This painting was created with Dr. PH. Martin’s radiant watercolors with Prismacolors on illustration board. It’s the epitome of anti-archival painting because the watercolors are very light sensitive, and Prismacolors can get icky over time. The radiant watercolors are also next to impossible to scan accurately, which makes them a poor choice for reproduction.
“So,” you might logically ask, “why do it in the first place?” Good question! Because the colors of the Dr. Martin’s is so vibrant and beautiful, they are joyful colors to paint with.
I suppose Pegasus is rescuing Bellerophon from the dragon in the painting, but my connection to Illustration Friday’s word of the week is because I rescued the painting. I had given the painting to my brother because he likes this kind of subject, but between his various moves, the painting ended up in our mother’s garage and started molding in the dampness.

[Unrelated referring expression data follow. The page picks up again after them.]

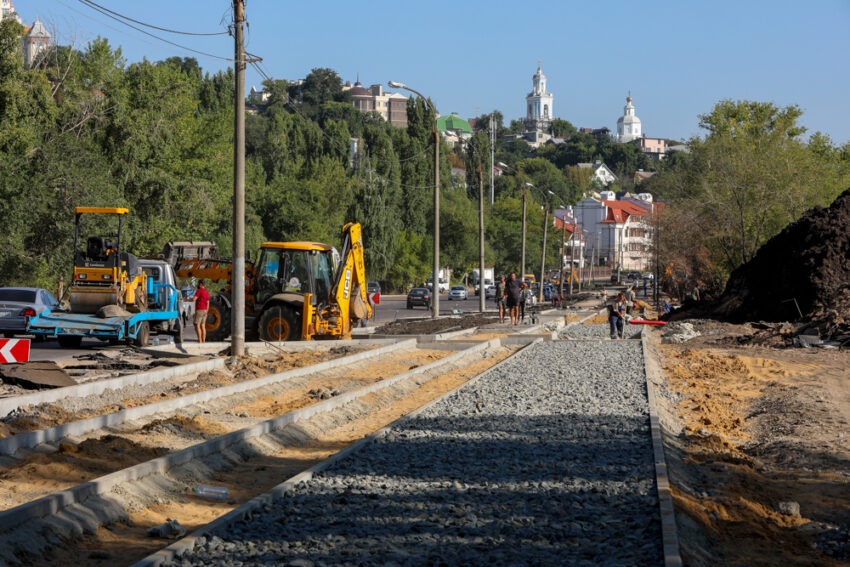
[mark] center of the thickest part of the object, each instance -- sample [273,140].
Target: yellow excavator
[294,291]
[109,291]
[104,274]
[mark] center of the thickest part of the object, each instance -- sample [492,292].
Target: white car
[457,292]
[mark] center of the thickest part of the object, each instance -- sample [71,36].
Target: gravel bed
[579,331]
[545,460]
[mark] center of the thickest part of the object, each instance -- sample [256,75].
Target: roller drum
[91,301]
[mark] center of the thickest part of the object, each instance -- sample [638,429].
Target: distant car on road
[442,285]
[457,292]
[419,296]
[19,304]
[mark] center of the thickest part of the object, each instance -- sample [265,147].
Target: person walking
[524,300]
[500,298]
[630,299]
[512,293]
[202,305]
[617,316]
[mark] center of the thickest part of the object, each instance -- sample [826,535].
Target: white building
[7,10]
[617,233]
[36,40]
[628,125]
[539,105]
[602,174]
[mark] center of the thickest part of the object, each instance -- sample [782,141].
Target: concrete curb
[75,498]
[8,405]
[669,531]
[9,445]
[173,551]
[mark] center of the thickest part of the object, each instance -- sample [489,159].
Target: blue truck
[113,295]
[113,324]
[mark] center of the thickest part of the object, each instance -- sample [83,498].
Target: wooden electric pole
[237,337]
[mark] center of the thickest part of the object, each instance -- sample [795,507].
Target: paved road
[392,307]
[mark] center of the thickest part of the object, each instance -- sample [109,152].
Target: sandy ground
[127,542]
[758,450]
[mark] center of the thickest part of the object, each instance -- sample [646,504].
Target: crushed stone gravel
[545,459]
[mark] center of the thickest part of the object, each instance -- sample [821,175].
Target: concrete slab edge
[669,531]
[243,512]
[53,503]
[9,445]
[8,405]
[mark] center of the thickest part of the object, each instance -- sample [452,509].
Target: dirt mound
[802,274]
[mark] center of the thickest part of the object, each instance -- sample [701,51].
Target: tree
[562,128]
[746,180]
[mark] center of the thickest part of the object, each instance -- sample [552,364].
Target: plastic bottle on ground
[214,492]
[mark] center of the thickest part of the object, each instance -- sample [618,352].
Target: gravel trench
[544,460]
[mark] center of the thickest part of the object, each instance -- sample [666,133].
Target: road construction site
[753,441]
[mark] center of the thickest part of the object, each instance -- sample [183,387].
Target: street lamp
[435,277]
[543,255]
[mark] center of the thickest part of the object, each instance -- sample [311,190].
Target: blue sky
[678,58]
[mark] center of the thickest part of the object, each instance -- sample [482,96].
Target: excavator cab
[103,273]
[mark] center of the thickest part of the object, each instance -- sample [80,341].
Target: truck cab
[162,295]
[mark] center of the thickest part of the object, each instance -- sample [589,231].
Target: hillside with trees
[86,127]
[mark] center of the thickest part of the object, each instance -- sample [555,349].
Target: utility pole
[492,159]
[572,259]
[563,255]
[543,256]
[481,292]
[522,260]
[237,337]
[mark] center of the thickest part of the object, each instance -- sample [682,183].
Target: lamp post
[563,255]
[435,277]
[543,254]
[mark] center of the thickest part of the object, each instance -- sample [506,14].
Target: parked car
[19,304]
[419,296]
[442,285]
[457,292]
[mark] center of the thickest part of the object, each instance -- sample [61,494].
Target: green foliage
[86,128]
[741,184]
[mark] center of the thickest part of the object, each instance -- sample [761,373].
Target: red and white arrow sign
[14,350]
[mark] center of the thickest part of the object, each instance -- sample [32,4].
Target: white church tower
[628,125]
[36,40]
[7,10]
[539,104]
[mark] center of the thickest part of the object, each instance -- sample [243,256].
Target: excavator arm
[350,287]
[349,302]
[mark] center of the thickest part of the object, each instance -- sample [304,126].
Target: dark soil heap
[802,274]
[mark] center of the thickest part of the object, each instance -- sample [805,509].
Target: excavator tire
[279,323]
[143,337]
[70,341]
[218,320]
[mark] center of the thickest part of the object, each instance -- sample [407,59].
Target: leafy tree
[562,128]
[747,179]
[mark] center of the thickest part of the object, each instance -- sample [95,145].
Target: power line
[103,10]
[108,14]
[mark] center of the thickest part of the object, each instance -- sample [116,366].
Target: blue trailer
[162,315]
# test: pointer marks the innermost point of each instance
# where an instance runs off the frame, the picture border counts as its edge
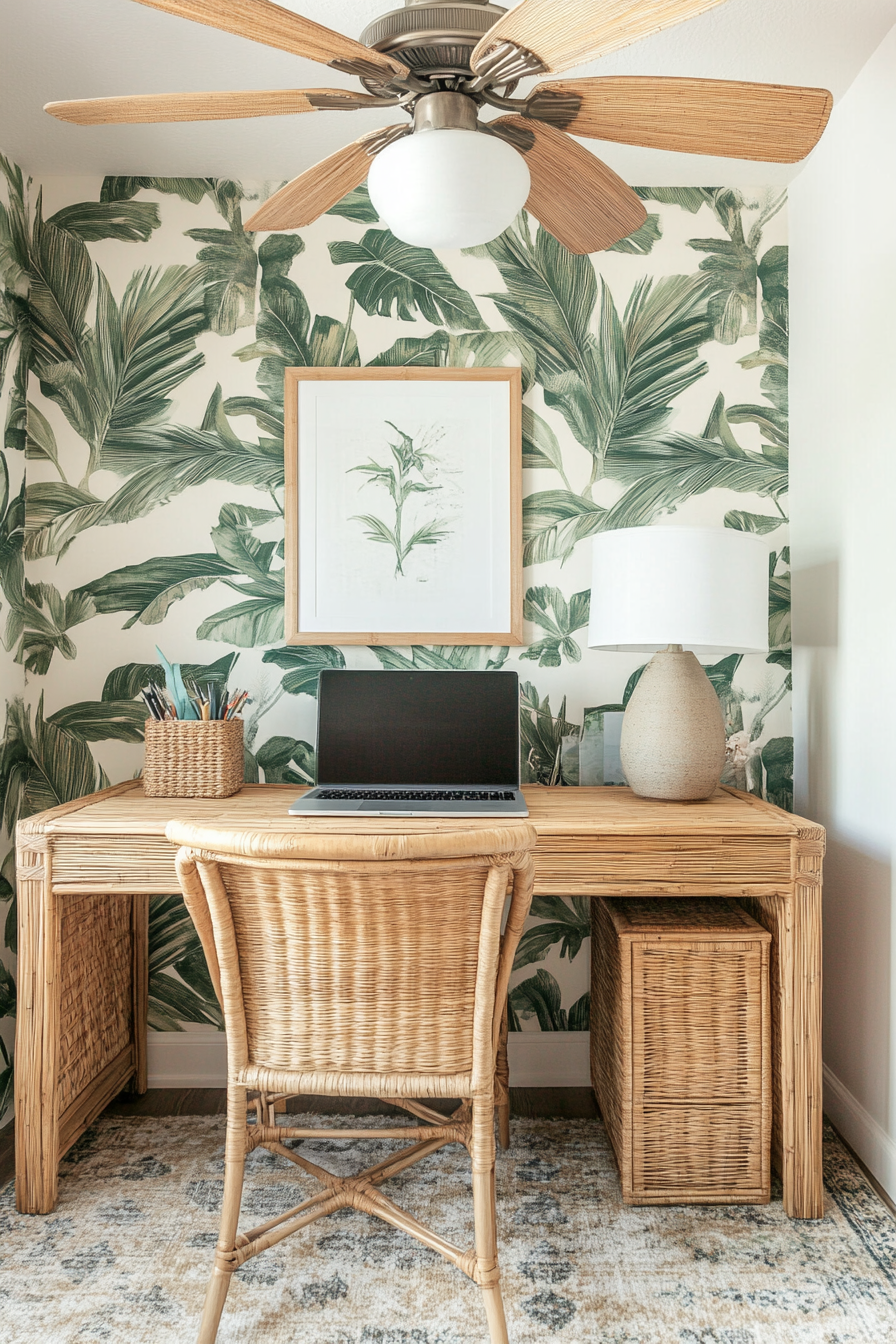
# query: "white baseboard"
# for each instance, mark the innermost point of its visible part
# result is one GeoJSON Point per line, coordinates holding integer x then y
{"type": "Point", "coordinates": [861, 1132]}
{"type": "Point", "coordinates": [187, 1058]}
{"type": "Point", "coordinates": [538, 1059]}
{"type": "Point", "coordinates": [550, 1058]}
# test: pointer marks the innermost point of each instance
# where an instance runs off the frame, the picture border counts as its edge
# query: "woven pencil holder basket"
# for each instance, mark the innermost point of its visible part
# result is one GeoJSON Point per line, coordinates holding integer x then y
{"type": "Point", "coordinates": [192, 758]}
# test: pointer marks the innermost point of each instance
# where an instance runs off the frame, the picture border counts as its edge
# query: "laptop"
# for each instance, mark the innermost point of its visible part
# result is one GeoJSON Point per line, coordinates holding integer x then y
{"type": "Point", "coordinates": [417, 745]}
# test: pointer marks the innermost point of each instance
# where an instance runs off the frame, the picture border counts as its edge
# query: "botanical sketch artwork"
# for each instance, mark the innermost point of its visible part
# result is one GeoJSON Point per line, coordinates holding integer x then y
{"type": "Point", "coordinates": [144, 336]}
{"type": "Point", "coordinates": [399, 519]}
{"type": "Point", "coordinates": [410, 477]}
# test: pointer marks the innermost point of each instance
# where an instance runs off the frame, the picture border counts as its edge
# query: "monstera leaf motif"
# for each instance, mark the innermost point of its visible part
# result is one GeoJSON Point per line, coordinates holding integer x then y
{"type": "Point", "coordinates": [392, 277]}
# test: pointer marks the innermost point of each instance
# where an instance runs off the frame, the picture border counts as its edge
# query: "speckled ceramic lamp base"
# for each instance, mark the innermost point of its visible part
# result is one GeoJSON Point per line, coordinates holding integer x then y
{"type": "Point", "coordinates": [673, 735]}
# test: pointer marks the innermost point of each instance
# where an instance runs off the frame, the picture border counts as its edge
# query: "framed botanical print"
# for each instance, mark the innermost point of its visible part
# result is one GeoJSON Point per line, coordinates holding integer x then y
{"type": "Point", "coordinates": [403, 506]}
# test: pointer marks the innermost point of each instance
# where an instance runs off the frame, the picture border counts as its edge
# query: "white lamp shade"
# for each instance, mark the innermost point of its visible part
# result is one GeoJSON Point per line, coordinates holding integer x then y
{"type": "Point", "coordinates": [449, 188]}
{"type": "Point", "coordinates": [705, 589]}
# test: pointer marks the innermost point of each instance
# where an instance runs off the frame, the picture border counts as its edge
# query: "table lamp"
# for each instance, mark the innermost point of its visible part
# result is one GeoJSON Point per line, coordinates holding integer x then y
{"type": "Point", "coordinates": [675, 592]}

I was horrified by this blatant lack of respect for my artistic gifting. This is especially unforgiveable because my brother is also a painter and should’ve known better, but he is often just as careless with his own work. He also has a very annoying habit of painting over things I really like. I’d rather buy him a new canvas than watch him destroy beautiful things, but let’s get back to the moldy dragon…

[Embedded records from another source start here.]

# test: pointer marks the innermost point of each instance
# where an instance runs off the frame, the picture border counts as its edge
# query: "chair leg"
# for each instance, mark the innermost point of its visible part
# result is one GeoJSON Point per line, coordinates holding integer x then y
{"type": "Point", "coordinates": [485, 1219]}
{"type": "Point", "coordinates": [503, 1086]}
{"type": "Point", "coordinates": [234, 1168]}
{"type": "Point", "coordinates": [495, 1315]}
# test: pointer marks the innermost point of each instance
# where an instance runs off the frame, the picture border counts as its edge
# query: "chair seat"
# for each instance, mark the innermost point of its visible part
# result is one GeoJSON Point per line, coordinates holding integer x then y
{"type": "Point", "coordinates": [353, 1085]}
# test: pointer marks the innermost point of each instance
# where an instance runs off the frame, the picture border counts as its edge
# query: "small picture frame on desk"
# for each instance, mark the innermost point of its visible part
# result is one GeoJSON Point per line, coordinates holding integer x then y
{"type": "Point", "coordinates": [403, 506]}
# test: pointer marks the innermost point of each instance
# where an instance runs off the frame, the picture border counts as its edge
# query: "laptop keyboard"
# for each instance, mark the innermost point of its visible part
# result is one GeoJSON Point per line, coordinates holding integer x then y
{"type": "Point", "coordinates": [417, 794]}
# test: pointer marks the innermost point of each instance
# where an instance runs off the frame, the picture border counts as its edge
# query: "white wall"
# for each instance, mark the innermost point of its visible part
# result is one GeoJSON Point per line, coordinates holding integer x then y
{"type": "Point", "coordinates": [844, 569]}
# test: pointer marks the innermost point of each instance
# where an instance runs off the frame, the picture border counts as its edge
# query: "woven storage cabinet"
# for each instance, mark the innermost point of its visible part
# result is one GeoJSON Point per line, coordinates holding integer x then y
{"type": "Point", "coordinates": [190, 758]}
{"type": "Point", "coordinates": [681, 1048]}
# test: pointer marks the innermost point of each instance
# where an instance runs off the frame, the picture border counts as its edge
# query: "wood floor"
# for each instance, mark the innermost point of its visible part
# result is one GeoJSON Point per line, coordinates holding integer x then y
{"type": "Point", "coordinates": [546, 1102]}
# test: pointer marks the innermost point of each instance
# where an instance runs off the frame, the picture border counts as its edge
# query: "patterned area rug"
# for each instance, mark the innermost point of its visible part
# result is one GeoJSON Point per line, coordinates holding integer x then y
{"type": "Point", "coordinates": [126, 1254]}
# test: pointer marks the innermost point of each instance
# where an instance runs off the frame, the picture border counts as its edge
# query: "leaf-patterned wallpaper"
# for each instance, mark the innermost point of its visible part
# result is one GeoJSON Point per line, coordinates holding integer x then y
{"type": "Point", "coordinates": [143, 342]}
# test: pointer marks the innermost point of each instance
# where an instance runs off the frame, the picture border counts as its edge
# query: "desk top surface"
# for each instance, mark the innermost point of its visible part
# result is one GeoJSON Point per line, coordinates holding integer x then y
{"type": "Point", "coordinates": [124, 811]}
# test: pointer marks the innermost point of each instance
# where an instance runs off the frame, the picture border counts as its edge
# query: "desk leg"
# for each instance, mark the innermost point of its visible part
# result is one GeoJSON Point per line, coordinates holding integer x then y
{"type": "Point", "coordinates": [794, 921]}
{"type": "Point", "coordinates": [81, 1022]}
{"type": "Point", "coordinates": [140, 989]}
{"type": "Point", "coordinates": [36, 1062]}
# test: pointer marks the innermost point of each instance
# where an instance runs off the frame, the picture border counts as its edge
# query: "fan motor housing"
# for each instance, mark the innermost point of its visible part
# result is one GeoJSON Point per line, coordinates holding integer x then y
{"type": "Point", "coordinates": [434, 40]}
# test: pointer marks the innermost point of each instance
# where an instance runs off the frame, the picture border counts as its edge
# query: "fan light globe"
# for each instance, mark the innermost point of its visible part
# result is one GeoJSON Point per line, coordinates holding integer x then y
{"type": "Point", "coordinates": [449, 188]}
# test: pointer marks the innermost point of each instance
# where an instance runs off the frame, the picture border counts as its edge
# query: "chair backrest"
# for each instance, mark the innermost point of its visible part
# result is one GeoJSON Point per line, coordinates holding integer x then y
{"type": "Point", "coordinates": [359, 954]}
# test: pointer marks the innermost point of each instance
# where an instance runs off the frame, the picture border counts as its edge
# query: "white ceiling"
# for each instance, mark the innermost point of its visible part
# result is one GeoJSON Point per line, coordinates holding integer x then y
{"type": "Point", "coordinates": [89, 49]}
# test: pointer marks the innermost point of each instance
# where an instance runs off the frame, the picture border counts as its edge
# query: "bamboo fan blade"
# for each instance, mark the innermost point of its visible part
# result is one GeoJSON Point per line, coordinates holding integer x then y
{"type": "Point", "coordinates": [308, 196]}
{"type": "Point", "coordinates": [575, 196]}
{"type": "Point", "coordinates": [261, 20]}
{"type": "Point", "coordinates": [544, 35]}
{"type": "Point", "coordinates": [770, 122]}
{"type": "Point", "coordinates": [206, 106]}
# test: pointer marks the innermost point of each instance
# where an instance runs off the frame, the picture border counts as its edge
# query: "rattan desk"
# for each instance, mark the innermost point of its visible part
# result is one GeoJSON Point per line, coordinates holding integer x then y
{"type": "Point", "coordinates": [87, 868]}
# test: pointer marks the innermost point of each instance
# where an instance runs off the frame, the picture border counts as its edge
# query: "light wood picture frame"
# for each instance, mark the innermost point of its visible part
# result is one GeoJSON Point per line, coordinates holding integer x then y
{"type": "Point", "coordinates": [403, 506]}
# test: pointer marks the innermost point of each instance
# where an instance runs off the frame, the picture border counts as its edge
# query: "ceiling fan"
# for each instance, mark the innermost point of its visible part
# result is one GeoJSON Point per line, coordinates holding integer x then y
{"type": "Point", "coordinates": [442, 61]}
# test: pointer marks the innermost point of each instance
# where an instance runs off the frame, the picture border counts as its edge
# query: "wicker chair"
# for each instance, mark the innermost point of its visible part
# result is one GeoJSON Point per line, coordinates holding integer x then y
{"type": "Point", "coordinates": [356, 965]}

I took the painting home and sorrowed over its pitiful state, without really knowing what to do about it. In the end, I took it out of it’s frame and found that much of the mold was on the glass and mat. That was easily solved with Windex and by throwing away the mat, but I was still left with some mold on the actual painting. I knew that mold can spread if you don’t kill it, but I was also pretty sure that anything that would kill the mold would also destroy the painting. I carefully dusted off as much mold as I could, and then dabbed detergent on the remainder. I lucked out because the mold was only on the background, and the background is washy in the first place. The Dr. Martin’s actually dyes the illustration board, so it didn’t lift as easily as watercolors would’ve done. With careful dabbing with water, thorough drying, and reframing, the painting was rescued.
My brother came over and saw the painting hanging in my bedroom. “Hey! Isn’t that my painting?” he asked. “Not any more!” I responded. He must be punished for poor parental care of my work! But on a different level, this painting is a reminder to me of many things, including my affection for my brother. It reminds me that things can be rescued if you dare to try, that even anti-archival paintings can last, and then there’s always the idea of Pegasus rescuing Bellerophon.